I have been asked to write occasional blog posts on behalf of Transition Stroud, a group which aims to make the Gloucestershire town of Stroud, where I live, as green and carbon-neutral as possible.
My first piece is about “Loose”, a new and groundbreaking shop which has opened in Gloucester Street, Stroud to sell food and other goods completely free from plastic or plastic packaging.
There is a revolution happening around the world right now, inspired by horrific reports on the news, posts on social media and television programmes such as Blue Planet II, to begin to rid the world of plastic, and in particular single-use plastic.
We have been horrified by reports of baby sea-birds dying of malnutrition, because their stomachs are full of brightly-coloured bits of plastic which their parents picked up, believing them to be the similarly brightly-coloured fish and other sea creatures which their babies feed on; and others of large floating islands of plastic waste way out at sea, sea creatures caught in discarded six-pack rings, rivers choking with our discarded plastic waste…and the list goes on and on.
One Stroud resident, Julie Brown, had the idea that she (and by extension, the people of Stroud) could make a difference, so she set up a plastic-free shop in Stroud.
Loose, situated at 25 Gloucester Street, has gone from strength to strength since it opened back in April, selling a large and ever-growing list of plastic-free groceries and other items, including plenty of dried goods such as pasta, rice, nuts and even popping corn, alongside other innovative products like toilet rolls from Who Gives a Crap, which come wrapped in paper, and a local range of cosmetics which come in cardboard packaging. Click on the link here to see the full list, which is updated regularly. As much as possible of their produce is organic and Julie and her friendly staff are more than happy to talk to you about where she has sourced her products.

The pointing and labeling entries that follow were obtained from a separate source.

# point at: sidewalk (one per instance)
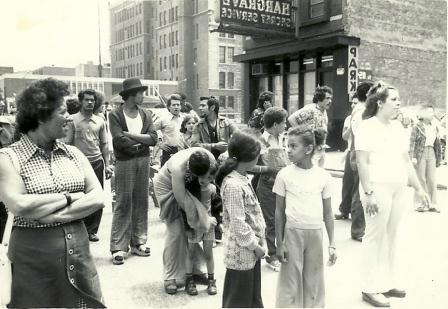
(335, 160)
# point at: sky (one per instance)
(36, 33)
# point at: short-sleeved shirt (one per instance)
(303, 190)
(88, 134)
(312, 116)
(60, 171)
(387, 145)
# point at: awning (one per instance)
(290, 47)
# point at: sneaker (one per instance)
(191, 287)
(118, 257)
(211, 288)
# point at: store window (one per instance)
(231, 102)
(222, 54)
(230, 80)
(231, 53)
(222, 80)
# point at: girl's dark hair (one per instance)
(308, 135)
(379, 92)
(192, 181)
(243, 147)
(187, 118)
(199, 163)
(38, 102)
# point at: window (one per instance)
(222, 80)
(231, 53)
(222, 101)
(195, 55)
(222, 54)
(230, 80)
(231, 102)
(317, 8)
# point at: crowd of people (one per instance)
(263, 191)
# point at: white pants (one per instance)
(379, 244)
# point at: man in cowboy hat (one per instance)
(132, 132)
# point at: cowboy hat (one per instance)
(132, 84)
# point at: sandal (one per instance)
(118, 257)
(141, 250)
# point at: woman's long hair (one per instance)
(379, 92)
(243, 147)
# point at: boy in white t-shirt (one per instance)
(303, 202)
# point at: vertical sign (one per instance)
(352, 70)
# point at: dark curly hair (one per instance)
(38, 101)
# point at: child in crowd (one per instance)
(202, 188)
(303, 202)
(187, 127)
(273, 156)
(244, 243)
(425, 151)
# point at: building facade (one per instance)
(339, 43)
(180, 44)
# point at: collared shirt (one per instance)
(311, 115)
(88, 134)
(242, 220)
(170, 128)
(60, 171)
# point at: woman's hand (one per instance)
(372, 208)
(282, 253)
(332, 256)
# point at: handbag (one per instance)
(5, 265)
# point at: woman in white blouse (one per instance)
(384, 170)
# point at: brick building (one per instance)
(338, 43)
(178, 44)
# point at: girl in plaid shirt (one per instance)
(244, 243)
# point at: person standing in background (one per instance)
(88, 133)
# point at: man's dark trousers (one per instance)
(357, 211)
(347, 187)
(93, 220)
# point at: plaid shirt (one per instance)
(43, 174)
(312, 116)
(242, 220)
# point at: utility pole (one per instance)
(100, 67)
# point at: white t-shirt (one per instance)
(304, 190)
(387, 146)
(134, 125)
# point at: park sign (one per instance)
(260, 15)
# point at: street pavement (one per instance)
(423, 255)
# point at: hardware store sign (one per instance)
(264, 14)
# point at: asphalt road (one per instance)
(423, 252)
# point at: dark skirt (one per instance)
(53, 267)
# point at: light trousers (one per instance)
(379, 245)
(301, 280)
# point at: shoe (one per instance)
(395, 293)
(211, 288)
(340, 216)
(191, 287)
(93, 237)
(357, 238)
(118, 257)
(141, 250)
(274, 265)
(170, 286)
(375, 299)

At first, Loose was run on a self-service model, meaning customers came in with their containers, filled them up with what they wanted, and took them to the till. However, as Julie explains:
“In this tiny space, it just wasn’t working. It was chaotic. I don’t think the customers even liked it.”
This is when her friend Tom Gillett, who runs Stroud Cook Club had the brilliant idea (and provided the physical manpower) to change the shop around and allow Julie and her staff to serve the customers with their goods instead. This has made the shop a lovely place to be in. It reminds me strongly of visiting the old-fashioned high street grocer as a child, with produce being weighed out by hand and then put into paper bags or your own container.
And Julie doesn’t balk at customers bringing in plastic bags or other plastic containers either. As long as they are being re-used or re-purposed, the more the merrier. When I was in there, one lady took her rice away in an old plastic bread bag, while I was using some old plastic ice-cream boxes.
The response in Stroud has been great, according to Julie:
“I jokingly said to someone recently, that if all that comes out of this is the people that I’ve met, then it will be worth it for that alone! I’ve met really lovely, enthusiastic, supportive people. I can’t say there hasn’t been any negativity, because that wouldn’t be realistic, but mostly really positive.”
As far as traffic through the shop is concerned, however, progress has been slow. When Julie first set up the Facebook page (before the shop even opened) there was an incredible buzz created, with over 6000 views and loads of “likes” and “shares”. But, sadly, this doesn’t seem to have translated into many actual customers.
“It’s very early days, and I don’t know what a realistic expectation is,” says Julie, “I have about ten regulars now, for whom it’s part of their shopping routine.”
And this is the crux of the problem: people need to get it into their shopping routine. If we want to make the changes that will pull us back from our current reliance on plastic, they are not going to be convenient. We’ve been seduced by the convenience of single-use plastic, and we need to break the habit.
Meanwhile, Julie has big plans for the shop:
“The more we sell, the more we can stock, and the cheaper we can sell it. People have asked me for herbs and spices, different oils and vinegars and all sorts of other things, but until I’m shifting more stock, I can’t afford to buy new items.”
Once Loose can get the customers it deserves, our community will have access to really affordable, organic food and other staple goods and not a piece of plastic shrink-wrap or a six-pack ring in sight.
So come on, people of Stroud, let’s get behind this great little business and help it grow. Our town and our planet will thank us.